Wednesday, January 21, 2015

The Light in Our Enemies

8 months is long enough, right?  Let's do this. 


Over the last few months, I've spent a lot of time attempting introspection.  This isn't something that comes naturally, but with help from sites like Slate Star Codex, I'm getting a little bit better.  Today I want to talk about two ideas that Quakers talk about a lot: loving our enemies, and the light within each person.  

Enemy love is a foundational component of Christianity, but it should also be a foundational component of humanism.   Insofar as love means an honest attempt to empathize with, respect, and treat well, we should do these things for people with whom we disagree, our who may think poorly of us.  I'm going to treat these as presuppositions, and hope you share them.  

Treating those we disagree with well is really hard.  Like, really really hard, you guys.  Have you tried NOT rolling your eyes when relative X says something about how the polar ice caps have never been bigger?  Super hard.  But of all the areas of self-improvement I've tried to implement, respecting the person I disagree with has been the most rewarding.  

Respecting the opposite-minded is crucial if we really believe our mantra of light being present within each person.  I'm using light as a vague metaphor - feel free to substitute whatever makes sense for you.

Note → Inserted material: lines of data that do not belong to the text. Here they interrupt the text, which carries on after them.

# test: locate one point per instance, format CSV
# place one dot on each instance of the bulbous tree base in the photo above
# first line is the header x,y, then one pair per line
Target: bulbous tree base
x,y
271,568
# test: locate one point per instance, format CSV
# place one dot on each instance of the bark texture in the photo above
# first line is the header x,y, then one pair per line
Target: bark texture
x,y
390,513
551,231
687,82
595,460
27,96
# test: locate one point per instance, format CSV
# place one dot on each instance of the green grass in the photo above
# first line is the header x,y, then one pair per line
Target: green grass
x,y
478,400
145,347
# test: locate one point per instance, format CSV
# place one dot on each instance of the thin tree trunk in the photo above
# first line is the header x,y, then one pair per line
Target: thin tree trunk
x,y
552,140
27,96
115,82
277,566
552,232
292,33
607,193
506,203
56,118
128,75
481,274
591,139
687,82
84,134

Acknowledging the light in each person requires us to admit that on some basic level, we're all equally important, valuable, and worthy of respect.  When I mock your ideas, or assign motives to you unfairly, I'm lessening your standing in my eyes, so that my own standing can improve.  It seems so impossible to us that an equally intelligent/smart/wise/valuable person could disagree with us on such important issues as religion, politics, or music that to eliminate that cognitive dissonance, first we must correct the hierarchy.  You're down, I'm up.  I ensure that you're down via sarcasm, allegation of impure motives, or casual dismissal.  From there, I clobber you with whatever nugget of infallible wisdom I'm disseminating that day, then assume you'll roll over and play dead.  Rinse, repeat, viva the in-group! 

And this all makes a ton of sense!  It really does.  If there's anything that comes natural to us, it's finding new and creative ways to solidify the line around our in-groups, and cast apostates into the out-group. But the result of following this natural tendency is that nobody gets convinced to change their mind.

If the goal of important conversations is to reach the point that action can be taken towards our desired outcomes, shouldn't the efficacy of our persuasion methods be under constant scrutiny?  It's here that the Quaker ideals of enemy love and the light within each person come in so handy.  If I want to change your mind, I have to be the kind of person you're willing to allow to influence you.  And maybe I'm wrong, but I don't think a picket sign or a Facebook post is how that kind of trust is built. If I'm going to persuade you, I have to first respect you, and listen to you, and give you an equal chance to persuade me.

So let's talk about the light within each person.  A variation of this is that we should look to protect and love those who are commonly called "the least of these."  In the Bible the inference is usually that "the least of these" are children, or immigrants, or the poor, or the sick and dying.  More recently, this has grown to include the LGBT community and racial and gender minorities. We usually don't think these people are "less," rather that they have a more difficult ladder to climb to reach the playing field the rest of us are already using.  And this is true, of course.  These groups have a tougher road.

But this is where I want to challenge us to think differently.  For us - those of us who consider ourselves liberal, or humanists, or progressive Christians - in our worldview, these are not "the least of these."  For us, our natural sympathies extend to these people.  A lot of the time, it's EASY for us to love them.  We've probably already been involved in causes related to them, and we did it because it's obvious we should.  We recognize their humanity, see that their road is tougher, and do our best to improve their situations.  And these are things we should be doing!

My thesis is that if we want to improve our communities, countries, and planet, we have to go beyond what's natural or easy for us.  We have to recognize our natural biases, and fight against them.  We have to fight the urge to scream into our echo chambers.  We have to fight the urge to re-blog a bumper-sticker meme on Facebook and think we've contributed something meaningful.  I submit that what's meaningful is listening to someone we disagree with so long that we can finally understand why they think what they think, and then be able to say, "I acknowledge that you're a decent human being, and your opinion stems from a worldview that make sense given your experiences, even if I disagree with it with every fiber of my being."

For us, loving the least of these should mean more than believing in rights for immigrants or LGBT people.  For us, loving the least of these should mean seeking out and LOVING the Ted Cruz in our family.  It should mean finding a way to RESPECT the local equivalent of Ann Coulter or Fred Phelps.  This is how minds are changed.  If we can't love, or at least respect, the equality, humanity, and capacity to reason possessed by those we disagree with, I don't think we can claim to be after social change.  We're after social affirmation.  Social affirmation is easy.  Social change is hard.  And because it's impossibly, maddeningly hard, it deserves our most serious consideration.  

I want to change the world.  And I want the world to change me.  First goal - make friends with, respect, and love, my own personal Ted Cruz.